Enviromic prediction enables the characterization and mapping of Eucalyptus globulus Labill breeding zones

Abstract

Genotype-environment interaction is pervasive in forest genetics. Delineation of spatial breeding zones (BZs) is fundamental for accommodating genotype-environment interaction. Here we developed a BZ classification pipeline for the forest tree Eucalyptus globulus in 2 Australian regions based on phenotypic, genomic, and pedigree data, as well on a detailed environmental characterization (“envirotyping”) and spatial mapping of BZs. First, the factor analytic method was used to model additive genetic variance and site–site genetic correlations (r_B) in stem volume across 48 trials of 126,467 full-sib progeny from 2 separate breeding programs. Thirty-three trials were envirotyped using 145 environmental variables (EVs), involving soil and landscape (71), climate (73), and management (1) EVs.

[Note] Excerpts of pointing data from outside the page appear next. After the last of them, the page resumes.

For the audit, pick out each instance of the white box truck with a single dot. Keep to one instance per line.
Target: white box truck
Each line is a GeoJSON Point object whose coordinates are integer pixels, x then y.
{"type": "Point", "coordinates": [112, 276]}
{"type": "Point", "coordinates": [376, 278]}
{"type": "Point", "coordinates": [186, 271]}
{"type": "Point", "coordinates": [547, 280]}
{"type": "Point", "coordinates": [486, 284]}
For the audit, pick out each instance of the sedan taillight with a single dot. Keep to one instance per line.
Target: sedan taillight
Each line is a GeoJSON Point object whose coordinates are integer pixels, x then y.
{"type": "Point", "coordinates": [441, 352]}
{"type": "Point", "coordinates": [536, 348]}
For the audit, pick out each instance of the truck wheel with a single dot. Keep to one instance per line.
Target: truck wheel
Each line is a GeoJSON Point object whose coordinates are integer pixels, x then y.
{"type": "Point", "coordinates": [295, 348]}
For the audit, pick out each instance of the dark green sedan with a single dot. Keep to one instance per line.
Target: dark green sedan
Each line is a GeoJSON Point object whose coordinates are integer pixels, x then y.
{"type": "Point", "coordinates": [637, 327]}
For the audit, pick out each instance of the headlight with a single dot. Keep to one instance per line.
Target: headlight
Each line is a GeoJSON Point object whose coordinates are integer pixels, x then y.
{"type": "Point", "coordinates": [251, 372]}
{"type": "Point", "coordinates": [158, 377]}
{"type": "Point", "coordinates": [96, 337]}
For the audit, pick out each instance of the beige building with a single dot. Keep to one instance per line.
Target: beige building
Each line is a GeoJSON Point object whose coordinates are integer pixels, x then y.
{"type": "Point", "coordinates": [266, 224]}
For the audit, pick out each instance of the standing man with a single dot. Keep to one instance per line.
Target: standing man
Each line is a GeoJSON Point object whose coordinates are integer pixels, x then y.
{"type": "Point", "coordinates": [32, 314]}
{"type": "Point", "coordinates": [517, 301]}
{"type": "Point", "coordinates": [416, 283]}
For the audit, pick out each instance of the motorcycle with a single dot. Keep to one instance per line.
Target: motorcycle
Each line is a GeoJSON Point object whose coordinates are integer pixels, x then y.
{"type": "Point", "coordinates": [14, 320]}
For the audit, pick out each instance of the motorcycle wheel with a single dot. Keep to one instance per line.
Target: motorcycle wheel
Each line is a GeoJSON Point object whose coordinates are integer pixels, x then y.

Next, sparse partial least squares-discriminant analysis was used to identify EVs that were required to predict classification of sites into 5 non-exclusive BZ classes based on r_B. Finally, these BZs were spatially mapped across the West Australian and “Green Triangle” commercial estates by enviromic prediction using EVs for 80 locations and 15 sets of observed climate data to represent temporal variation. The factor analytic model explained 85.9% of estimated additive variance. Our environmental classification system produced within-zone mean r_B between 0.76 and 0.84, which improves upon the existing values of 0.62 for Western Australia and 0.67 for Green Triangle as regional BZs. The delineation of 5 BZ classes provides a powerful framework for increasing genetic gain by matching genotypes to current and predicted future environments.